Nov. 22, 2022
Research achievement using Fugaku earns Gordon Bell Award
The prestigious Gordon Bell Award this year was given to work carried by a group led by the French Alternative Energies and Atomic Energy Commission (CEA). The research, which involved using supercomputers to help design a new type of particle accelerator using plasma, was carried out using four supercomputers around the world: Fugaku in Japan, along with Frontier, Summit, and Perlmutter in the United States. This research achievement could help the development of compact laser-based electron accelerators, which could be used for next generation high-energy physics experiments and ultra-high dose rate FLASH radiotherapy, a promising new avenue of cancer therapy.
Two other of the six finalist projects, one on geostatistical modeling and prediction, and another on earthquake modeling, also used Fugaku for their work.
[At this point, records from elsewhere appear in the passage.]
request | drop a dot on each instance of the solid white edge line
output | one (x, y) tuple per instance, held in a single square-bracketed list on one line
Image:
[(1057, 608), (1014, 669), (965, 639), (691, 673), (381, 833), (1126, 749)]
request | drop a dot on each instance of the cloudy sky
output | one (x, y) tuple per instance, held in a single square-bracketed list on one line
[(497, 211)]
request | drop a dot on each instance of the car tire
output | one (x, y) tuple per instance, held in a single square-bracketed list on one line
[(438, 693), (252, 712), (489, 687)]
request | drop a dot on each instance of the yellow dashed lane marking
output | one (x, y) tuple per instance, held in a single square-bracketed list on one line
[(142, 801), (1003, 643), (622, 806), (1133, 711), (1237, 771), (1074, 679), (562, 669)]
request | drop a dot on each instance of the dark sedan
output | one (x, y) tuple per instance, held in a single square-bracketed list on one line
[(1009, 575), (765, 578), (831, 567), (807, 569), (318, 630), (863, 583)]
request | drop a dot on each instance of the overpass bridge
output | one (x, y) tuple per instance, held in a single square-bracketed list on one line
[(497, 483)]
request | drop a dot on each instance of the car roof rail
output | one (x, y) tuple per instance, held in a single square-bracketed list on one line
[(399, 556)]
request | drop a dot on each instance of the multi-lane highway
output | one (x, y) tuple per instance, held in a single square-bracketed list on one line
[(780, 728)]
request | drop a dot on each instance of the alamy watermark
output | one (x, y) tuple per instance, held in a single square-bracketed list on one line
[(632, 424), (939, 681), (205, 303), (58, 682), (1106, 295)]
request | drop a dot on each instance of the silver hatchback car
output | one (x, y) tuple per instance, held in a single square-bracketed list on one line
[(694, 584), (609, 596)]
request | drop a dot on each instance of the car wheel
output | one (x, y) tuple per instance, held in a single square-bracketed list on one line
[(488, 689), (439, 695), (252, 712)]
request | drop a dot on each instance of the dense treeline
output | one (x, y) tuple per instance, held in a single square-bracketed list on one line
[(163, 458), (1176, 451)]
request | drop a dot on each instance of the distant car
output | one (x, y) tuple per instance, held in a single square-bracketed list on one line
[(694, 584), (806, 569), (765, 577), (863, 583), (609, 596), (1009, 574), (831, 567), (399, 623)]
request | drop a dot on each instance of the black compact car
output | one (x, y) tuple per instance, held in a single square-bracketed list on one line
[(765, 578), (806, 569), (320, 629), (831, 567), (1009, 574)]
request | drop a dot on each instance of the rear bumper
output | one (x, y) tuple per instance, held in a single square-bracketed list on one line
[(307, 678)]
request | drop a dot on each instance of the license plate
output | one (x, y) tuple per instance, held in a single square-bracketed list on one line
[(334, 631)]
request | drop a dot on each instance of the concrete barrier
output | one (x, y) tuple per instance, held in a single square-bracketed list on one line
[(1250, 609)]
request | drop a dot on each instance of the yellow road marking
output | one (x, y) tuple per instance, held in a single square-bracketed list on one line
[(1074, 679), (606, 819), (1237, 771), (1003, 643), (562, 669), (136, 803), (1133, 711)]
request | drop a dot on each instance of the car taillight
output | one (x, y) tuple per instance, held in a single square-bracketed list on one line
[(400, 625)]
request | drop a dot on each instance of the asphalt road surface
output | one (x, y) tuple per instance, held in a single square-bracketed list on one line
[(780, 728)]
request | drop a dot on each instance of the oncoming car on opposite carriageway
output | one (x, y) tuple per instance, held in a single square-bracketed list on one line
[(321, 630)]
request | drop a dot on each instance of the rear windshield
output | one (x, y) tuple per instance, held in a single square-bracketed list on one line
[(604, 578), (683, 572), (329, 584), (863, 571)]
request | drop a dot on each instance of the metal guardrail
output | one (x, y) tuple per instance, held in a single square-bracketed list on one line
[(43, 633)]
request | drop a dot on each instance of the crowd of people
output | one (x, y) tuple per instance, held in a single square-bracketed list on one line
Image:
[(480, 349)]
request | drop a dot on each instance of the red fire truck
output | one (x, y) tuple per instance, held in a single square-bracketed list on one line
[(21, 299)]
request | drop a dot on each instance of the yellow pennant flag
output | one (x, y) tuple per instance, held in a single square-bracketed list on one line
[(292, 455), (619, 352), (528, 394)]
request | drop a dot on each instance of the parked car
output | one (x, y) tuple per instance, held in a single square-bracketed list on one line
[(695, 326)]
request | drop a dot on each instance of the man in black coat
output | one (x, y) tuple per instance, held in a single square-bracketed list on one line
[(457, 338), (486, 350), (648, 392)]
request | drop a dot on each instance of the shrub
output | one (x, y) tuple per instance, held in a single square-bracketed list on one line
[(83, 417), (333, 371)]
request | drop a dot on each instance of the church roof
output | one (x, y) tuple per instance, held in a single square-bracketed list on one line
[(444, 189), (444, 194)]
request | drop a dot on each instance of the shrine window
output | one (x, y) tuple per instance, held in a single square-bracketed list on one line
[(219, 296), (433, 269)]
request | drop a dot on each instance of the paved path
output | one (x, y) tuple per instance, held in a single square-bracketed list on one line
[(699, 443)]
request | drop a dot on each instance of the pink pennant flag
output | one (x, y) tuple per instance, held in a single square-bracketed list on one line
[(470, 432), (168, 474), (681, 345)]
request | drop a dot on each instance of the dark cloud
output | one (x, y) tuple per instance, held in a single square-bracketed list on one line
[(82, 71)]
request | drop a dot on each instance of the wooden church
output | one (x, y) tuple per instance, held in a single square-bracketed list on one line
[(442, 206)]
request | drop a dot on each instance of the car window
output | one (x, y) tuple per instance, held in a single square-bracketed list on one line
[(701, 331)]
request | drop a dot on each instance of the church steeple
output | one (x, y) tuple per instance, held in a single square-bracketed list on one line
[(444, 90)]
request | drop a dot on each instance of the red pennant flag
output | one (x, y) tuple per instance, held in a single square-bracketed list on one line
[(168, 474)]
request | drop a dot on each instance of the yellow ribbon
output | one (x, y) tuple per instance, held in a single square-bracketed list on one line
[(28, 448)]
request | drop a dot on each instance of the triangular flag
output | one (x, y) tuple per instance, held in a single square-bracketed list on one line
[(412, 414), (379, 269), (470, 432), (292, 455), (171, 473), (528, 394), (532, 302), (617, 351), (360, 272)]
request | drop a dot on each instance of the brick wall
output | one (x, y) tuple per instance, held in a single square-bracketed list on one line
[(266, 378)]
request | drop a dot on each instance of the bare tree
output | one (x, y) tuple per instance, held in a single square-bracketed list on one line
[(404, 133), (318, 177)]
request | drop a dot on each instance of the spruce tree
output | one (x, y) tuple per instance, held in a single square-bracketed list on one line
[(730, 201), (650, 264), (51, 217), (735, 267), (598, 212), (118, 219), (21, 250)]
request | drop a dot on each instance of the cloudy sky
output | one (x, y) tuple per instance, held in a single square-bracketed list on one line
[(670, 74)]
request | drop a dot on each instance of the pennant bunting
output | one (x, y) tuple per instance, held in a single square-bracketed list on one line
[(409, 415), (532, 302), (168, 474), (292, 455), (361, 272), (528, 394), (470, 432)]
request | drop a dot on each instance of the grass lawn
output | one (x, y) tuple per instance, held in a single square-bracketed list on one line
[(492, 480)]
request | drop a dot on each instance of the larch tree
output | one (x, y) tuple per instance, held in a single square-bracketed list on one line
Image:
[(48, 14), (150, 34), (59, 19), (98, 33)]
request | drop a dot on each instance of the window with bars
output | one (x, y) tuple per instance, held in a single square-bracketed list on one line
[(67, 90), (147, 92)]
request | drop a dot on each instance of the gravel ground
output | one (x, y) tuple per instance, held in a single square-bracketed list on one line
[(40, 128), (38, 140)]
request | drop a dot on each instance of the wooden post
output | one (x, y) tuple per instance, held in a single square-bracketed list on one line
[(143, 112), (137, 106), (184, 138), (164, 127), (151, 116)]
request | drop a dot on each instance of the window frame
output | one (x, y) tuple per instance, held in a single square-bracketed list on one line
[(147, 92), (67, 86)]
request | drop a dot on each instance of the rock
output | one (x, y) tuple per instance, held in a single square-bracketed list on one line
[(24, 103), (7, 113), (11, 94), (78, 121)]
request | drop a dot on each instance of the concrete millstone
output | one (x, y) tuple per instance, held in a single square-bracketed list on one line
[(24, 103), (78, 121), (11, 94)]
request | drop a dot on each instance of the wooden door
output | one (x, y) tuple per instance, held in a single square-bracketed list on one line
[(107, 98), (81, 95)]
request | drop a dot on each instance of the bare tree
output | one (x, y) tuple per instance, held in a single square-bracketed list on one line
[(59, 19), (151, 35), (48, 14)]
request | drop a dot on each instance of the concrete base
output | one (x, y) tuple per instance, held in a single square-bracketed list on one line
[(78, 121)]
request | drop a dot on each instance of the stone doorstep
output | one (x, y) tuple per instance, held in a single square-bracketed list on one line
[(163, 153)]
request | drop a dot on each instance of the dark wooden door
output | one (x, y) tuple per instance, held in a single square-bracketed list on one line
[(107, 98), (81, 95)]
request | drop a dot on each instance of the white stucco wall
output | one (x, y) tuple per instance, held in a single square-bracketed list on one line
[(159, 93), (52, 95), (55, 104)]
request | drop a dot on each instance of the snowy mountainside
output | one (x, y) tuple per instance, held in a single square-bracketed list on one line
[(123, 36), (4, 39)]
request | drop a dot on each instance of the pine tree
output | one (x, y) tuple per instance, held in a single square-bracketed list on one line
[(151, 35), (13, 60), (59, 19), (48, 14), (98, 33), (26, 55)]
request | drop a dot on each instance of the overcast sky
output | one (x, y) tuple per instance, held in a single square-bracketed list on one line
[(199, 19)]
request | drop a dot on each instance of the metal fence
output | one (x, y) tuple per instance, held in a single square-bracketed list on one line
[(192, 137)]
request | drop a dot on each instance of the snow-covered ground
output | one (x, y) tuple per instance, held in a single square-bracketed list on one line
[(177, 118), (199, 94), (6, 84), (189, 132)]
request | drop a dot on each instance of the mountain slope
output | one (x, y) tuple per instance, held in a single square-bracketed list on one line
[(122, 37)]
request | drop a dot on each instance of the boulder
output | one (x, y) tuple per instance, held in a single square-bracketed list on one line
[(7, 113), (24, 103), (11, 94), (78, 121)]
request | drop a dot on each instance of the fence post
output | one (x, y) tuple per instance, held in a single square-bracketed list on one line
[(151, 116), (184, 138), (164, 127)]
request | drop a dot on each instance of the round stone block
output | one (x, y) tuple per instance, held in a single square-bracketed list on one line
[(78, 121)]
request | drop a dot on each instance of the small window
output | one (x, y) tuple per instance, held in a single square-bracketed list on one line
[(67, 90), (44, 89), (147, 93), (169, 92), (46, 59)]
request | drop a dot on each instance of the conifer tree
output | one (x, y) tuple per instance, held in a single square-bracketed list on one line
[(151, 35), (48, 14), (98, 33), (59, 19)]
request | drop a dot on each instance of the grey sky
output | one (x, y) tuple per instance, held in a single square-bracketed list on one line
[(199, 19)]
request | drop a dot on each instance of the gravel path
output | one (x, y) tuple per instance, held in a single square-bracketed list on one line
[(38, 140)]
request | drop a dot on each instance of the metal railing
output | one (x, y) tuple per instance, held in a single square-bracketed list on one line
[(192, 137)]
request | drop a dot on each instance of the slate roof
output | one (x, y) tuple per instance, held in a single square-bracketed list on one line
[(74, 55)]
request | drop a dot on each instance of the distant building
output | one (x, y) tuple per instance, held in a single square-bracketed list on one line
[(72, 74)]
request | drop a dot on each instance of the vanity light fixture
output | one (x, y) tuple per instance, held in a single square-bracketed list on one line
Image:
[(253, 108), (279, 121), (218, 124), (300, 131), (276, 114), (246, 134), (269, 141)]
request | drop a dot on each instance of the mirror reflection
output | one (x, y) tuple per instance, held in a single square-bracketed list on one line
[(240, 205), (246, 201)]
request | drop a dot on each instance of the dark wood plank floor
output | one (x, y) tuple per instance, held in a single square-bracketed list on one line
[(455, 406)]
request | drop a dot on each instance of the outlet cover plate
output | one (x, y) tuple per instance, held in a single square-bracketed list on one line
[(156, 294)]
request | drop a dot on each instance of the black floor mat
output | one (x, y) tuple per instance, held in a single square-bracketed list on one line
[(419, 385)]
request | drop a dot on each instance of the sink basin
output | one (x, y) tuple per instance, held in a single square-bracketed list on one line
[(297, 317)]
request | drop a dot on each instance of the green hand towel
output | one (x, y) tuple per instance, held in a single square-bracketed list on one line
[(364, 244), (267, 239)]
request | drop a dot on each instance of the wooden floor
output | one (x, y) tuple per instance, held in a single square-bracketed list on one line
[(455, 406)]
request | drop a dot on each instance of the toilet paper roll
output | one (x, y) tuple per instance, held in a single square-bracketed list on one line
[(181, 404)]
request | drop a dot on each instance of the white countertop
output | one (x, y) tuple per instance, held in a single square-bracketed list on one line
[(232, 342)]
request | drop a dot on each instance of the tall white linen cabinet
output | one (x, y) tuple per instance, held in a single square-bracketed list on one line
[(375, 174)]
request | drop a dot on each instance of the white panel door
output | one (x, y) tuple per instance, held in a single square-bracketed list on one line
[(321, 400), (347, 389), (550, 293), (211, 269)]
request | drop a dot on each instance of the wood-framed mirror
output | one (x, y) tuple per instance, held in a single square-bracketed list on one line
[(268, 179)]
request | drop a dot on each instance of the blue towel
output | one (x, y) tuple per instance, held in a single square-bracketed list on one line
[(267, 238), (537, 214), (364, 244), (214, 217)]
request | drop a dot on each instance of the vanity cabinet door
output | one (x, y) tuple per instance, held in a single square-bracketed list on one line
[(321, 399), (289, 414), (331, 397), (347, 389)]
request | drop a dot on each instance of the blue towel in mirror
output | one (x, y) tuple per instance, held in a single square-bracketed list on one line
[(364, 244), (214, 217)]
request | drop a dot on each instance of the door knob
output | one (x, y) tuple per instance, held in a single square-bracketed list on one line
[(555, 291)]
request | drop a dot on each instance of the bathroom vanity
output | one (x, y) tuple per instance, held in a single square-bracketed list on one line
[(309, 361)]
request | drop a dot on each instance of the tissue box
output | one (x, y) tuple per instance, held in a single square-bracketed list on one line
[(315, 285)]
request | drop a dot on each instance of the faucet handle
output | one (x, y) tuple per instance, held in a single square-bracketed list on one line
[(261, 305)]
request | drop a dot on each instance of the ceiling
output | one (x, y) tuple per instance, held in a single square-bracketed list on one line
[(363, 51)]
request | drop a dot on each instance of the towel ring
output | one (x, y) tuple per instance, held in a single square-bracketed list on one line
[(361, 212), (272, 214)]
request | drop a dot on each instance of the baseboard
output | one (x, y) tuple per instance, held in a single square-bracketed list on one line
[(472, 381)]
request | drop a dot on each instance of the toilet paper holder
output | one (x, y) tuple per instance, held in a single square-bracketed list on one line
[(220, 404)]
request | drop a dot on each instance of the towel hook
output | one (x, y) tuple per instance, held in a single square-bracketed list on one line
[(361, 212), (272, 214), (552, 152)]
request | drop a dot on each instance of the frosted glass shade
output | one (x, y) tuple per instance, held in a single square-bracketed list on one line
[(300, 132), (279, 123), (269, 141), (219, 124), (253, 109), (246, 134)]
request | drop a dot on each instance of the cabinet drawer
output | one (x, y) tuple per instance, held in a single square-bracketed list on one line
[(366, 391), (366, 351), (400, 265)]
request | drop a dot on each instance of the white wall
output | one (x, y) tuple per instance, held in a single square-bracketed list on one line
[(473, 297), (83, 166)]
RIKEN Center for Computational Science Director Satoshi Matsuoka said, “We are very pleased that, for the second year in a row, the ACM Gordon Bell Prize, one of the most prestigious awards in supercomputing, has been awarded to a research achievement using Fugaku. In particular, since the prize is based on highly valuable scientific results, the fact that half of the finalists this time used Fugaku and that one of them won shows that Fugaku was designed with the spirit of being 'applications first' and is not merely excelling on synthetic benchmarks. Our achievement with the prize provides an important guideline for the future of supercomputers, from their use to their evolution.”
The Gordon Bell Award is an annual prize given for outstanding achievement in high-performance computing by the Association for Computing Machinery (ACM), emphasizing “innovation in applying high-performance computing to applications in science, engineering, and large-scale data analytics.”